Une habitude qui agace la population camerounaise
Paul Biya, à la tête du Cameroun depuis plus de quatre décennies, est coutumier de ces escapades prolongées à l’étranger. Ses destinations favorites ? Les hôtels luxueux de Suisse, loin des regards et des responsabilités. Pourtant, à 93 ans, son état de santé préoccupe. Comme beaucoup de dirigeants africains de sa génération, il semble privilégier les soins hors de ses frontières, comme si le système de santé camerounais n’inspirait pas confiance. Dans un pays où la santé du chef de l’État relève du secret d’État, impossible d’obtenir des éclaircissements. Les rumeurs, elles, se propagent aussi vite que les silences officiels.
Au-delà de la santé, une question cruciale se pose : qui gouverne réellement le Cameroun en son absence ? Certains observateurs n’hésitent pas à parler d’un pilotage automatique, tant les absences répétées du président laissent planer des doutes sur la gestion quotidienne du pays. Comment assurer pleinement ses fonctions quand on passe plus de temps hors des frontières que sur le terrain ? Le nouveau septennat, obtenu après une élection controversée, pourrait bien s’avérer le dernier d’une longue série pour un homme qui, selon les rumeurs, ne conçoit pas d’autre destin que de terminer ses jours sur le trône.

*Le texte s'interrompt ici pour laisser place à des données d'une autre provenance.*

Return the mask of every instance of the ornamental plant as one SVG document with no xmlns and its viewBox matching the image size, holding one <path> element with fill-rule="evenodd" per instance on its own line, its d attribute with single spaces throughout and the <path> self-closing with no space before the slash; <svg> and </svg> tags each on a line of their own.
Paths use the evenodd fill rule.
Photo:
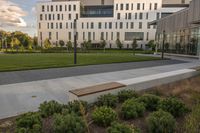
<svg viewBox="0 0 200 133">
<path fill-rule="evenodd" d="M 174 117 L 183 116 L 189 111 L 189 109 L 181 100 L 173 97 L 161 100 L 158 108 L 171 113 Z"/>
<path fill-rule="evenodd" d="M 137 98 L 137 101 L 143 102 L 147 110 L 154 111 L 158 108 L 160 97 L 153 94 L 144 94 Z"/>
<path fill-rule="evenodd" d="M 151 113 L 146 121 L 149 133 L 173 133 L 176 126 L 174 117 L 163 110 Z"/>
<path fill-rule="evenodd" d="M 101 95 L 98 97 L 97 105 L 98 106 L 107 106 L 107 107 L 116 107 L 118 103 L 117 96 L 112 94 Z"/>
<path fill-rule="evenodd" d="M 118 99 L 119 102 L 124 102 L 127 99 L 137 98 L 138 94 L 133 90 L 122 90 L 118 92 Z"/>
<path fill-rule="evenodd" d="M 117 113 L 110 107 L 102 106 L 95 109 L 92 119 L 97 125 L 107 127 L 117 120 Z"/>
<path fill-rule="evenodd" d="M 136 101 L 136 99 L 126 100 L 121 107 L 121 114 L 124 119 L 134 119 L 143 116 L 145 112 L 144 103 Z"/>
</svg>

L’impatience monte, y compris au sein de l’opposition. Le député Jean Michel Nintcheu n’a pas hésité à saisir le Conseil constitutionnel pour demander la reconnaissance d’une vacance du pouvoir. Une initiative qui a immédiatement suscité la riposte des partisans du régime. « Le pouvoir n’est pas vacant. Le Lion n’est pas parti », a rétorqué le directeur de la propagande du parti au pouvoir, rappelant que le statu quo doit persister.
Un Cameroun figé dans un immobilisme inquiétant
Les Camerounais sont habitués aux absences de leur président, mais cette fois, le malaise est palpable. Malgré les appels à plus de transparence, le message est sans ambiguïté : il n’y a rien à voir, tout va pour le mieux. Pourtant, dans un pays où l’on peut conserver la même équipe gouvernementale pendant plus de sept ans, comme c’est le cas depuis l’investiture de Biya en novembre 2025, les doutes persistent. Joseph Dion Ngute, Premier ministre depuis janvier 2019, incarne cette continuité qui défie le temps. Pire encore, le poste de vice-président, réactivé en avril 2026, reste vacant, comme si l’État camerounais fonctionnait en roue libre.
Sacré Biya, ce Cameroun qui ne change jamais
Avec le Cameroun, on entre dans une autre dimension. Ce pays détient le record du plus vieux président en exercice en Afrique, et même du plus vieux policier du monde, Martin Mbarga Nguélé, Délégué général à la Sûreté nationale, qui a célébré ses 90 ans début juillet. Mais au-delà des records, c’est une culture de l’immobilisme qui s’installe. Ici, les institutions semblent figées dans le temps, comme si le pays était dirigé par une main invisible, loin des attentes de la population. Et quand les Camerounais osent réclamer plus de présence et de responsabilité de la part de leur président, la réponse est toujours la même : circulez, il n’y a rien à voir.